M. Visart. - Messieurs, si nous voulons accidentellement décider que les mélasses seront imposées à raison de 11 litres d'alcool par hectolitre, pourquoi ne déciderions-nous pas, en même temps, qu'on lui laissera, pour atteindre ce chiffre, un temps plus long pour subir sa transformation ; la farine fermente en vingt-quatre heures ; il en faut trente-six au moins pour la mélasse, qui absorbe plus de cette matière chèrement achetée qui hâte l'opération et voit encore ainsi s'élever son prix de revient.
M. Dumortier. - Messieurs, il n'est pas parlé, dans la loi, des alcools provenant des pommes de terre. Je demanderai au gouvernement quelles sont ses intentions à cet égard. On pourrait, je pense, au moyen du système de la loi, fabriquer des alcools de pommes de terre, les exporter ensuite et priver, par conséquent, le peuple de pommes de terre qui sont aujourd'hui sa principale nourriture.
M. le ministre des finances (M. Liedts). - Messieurs, il est évidemment permis de distiller la pomme de terre pour la consommation intérieure, mais je crois que pas un seul distillateur ne voudrait se hasarder à le faire, et pourquoi ? C'est que, pour chaque hectolitre de cuve-matière remplie de pommes de terre macérées, il devrait payer autant que pour chaque hectolitre de cuve-malière remplie de farine ; or la partie d'alcool qu'il pourrait extraire d'un hectolitre de cuve-matière remplie de pommes de terre, serait si peu de chose eu égard au prix de ces tubercules, que ce serait vouloir se ruiner que de se livrer à une pareille opération ; il lui serait plus avantageux de travailler avec les céréales les plus chères qu'avec des pommes de terre.
Messieurs, j'ai cru devoir ajouter les fruits secs à la nomenclature qui se trouve dans l'article 13. Par là, j'ai surtout en vue d'atteindre une nouvelle distillation qui tend à s'introduire et à laquelle, du reste, j'applaudis. Il s'agit de la distillation des raisins secs qui nous viennent des entrepôts d'Angleterre.
- La discussion est close.
L'amendement de M. Visart est mis aux voix et n'est pas adopté.
L'article 3, tel qu'il vient d'être modifié par M. le ministre des finances, est mis aux voix et adopté.

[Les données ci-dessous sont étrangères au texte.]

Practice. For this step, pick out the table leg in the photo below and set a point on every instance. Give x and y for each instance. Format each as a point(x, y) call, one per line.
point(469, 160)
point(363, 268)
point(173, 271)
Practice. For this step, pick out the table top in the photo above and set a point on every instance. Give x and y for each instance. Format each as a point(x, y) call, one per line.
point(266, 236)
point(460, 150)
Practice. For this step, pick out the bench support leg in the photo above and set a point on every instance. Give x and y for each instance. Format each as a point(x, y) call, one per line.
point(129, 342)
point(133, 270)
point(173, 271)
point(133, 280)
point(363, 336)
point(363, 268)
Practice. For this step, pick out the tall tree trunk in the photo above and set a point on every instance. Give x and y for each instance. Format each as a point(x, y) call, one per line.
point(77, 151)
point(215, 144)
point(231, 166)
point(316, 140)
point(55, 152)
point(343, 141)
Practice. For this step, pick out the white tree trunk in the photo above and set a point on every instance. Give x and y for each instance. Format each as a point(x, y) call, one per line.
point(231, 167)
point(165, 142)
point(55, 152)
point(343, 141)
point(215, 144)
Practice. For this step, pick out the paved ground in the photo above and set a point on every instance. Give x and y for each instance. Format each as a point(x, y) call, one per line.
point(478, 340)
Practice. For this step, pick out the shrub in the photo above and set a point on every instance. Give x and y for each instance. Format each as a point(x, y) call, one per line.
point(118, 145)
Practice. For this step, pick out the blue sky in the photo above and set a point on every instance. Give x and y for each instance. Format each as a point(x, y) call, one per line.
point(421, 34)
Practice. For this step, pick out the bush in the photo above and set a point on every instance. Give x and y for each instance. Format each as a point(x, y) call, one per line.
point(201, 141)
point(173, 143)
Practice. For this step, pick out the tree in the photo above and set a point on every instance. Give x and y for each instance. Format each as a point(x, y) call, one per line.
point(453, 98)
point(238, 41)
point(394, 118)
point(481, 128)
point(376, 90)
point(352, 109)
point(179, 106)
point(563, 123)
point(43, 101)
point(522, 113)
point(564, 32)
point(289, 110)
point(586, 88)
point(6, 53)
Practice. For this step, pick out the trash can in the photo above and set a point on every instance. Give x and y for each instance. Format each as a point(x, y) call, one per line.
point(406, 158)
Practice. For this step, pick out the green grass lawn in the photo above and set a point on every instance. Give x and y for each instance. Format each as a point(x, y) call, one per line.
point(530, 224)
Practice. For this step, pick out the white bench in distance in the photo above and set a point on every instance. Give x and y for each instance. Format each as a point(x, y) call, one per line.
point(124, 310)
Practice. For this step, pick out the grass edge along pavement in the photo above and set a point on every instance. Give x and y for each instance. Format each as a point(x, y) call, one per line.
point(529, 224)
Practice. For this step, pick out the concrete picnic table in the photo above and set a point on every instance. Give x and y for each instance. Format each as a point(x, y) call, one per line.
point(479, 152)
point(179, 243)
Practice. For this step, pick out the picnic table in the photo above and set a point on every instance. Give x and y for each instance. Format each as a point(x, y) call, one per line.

« Art. 4. Le taux de la décharge est fixé à fr. 21.50 c. »
- Adopté.
« Art. 5. Les sirops et mélasses de toute espèce sont soumis, à l'entrée, à un droit de douane de 75 francs par 100 kilogrammes. »
- Adopté.
« Art. 6. Le gouvernement est autorisé à accorder l'exemption des droits de douane et d'accise sur les produits ci-après, dont l'emploi dans la fabrication de l'alcool a été constaté.
« Sucres, sirops, mélasses et autres substances saccharines étrangères.
« Sucre de betterave indigène.
« Il détermine, dans ce cas, le rendement en alcool qui doit servir de base à la prise en charge de l'accise sur cette fabrication. »
M. Osy. - Messieurs, nous avons vu, par les journaux, que, la France commence à acheter dans le Hainaut les navets et les carottes, pour extraire le jus de ces deux produits agricoles ; dans la province d'Anvers, on commence à en acheter aussi pour faire de l'eau-de-vie. Je crois donc qu'on ferait bien d'ajouter au troisième paragraphe de l’article 6, les mots « navets et carottes ».
M. le ministre des finances (M. Liedts). - Messieurs, je crois que l'honorable membre ne s'est pas bien rendu compte de l'objet de l'article 6 ; les articles précédents s'occupaient de la distillation des denrées du pays ; l'article 6 ne parle que du travail sous le régime de l'entrepôt de certaines denrées étrangères ; on les prend en charge comme si elles devaient entrer en consommation, et, quand on les exporte converties en alcool, on obtient la décharge.
Je ne pense pas que les distillateurs aillent chercher au dehors des carottes et des navets pour les travailler en entrepôt et les faire sortir sous forme d'alcool. Je ne crois donc pas nécessaire de prévoir un cas qui ne se présentera pas.
On me dit que le sucre de betterave qui figure à l'article 6 est un produit du pays ; cela est vrai, mais il faut que l'industriel qui veut en faire usage pour la distillation commence par faire entrer ses sucres de betterave en entrepôt ; à leur entrée dans l'entrepôt, ils ont été pris en charge ; si on veut les utiliser ensuite pour faire de l'alcool, on obtient la décharge comme si c'était du sucre venant de l'étranger.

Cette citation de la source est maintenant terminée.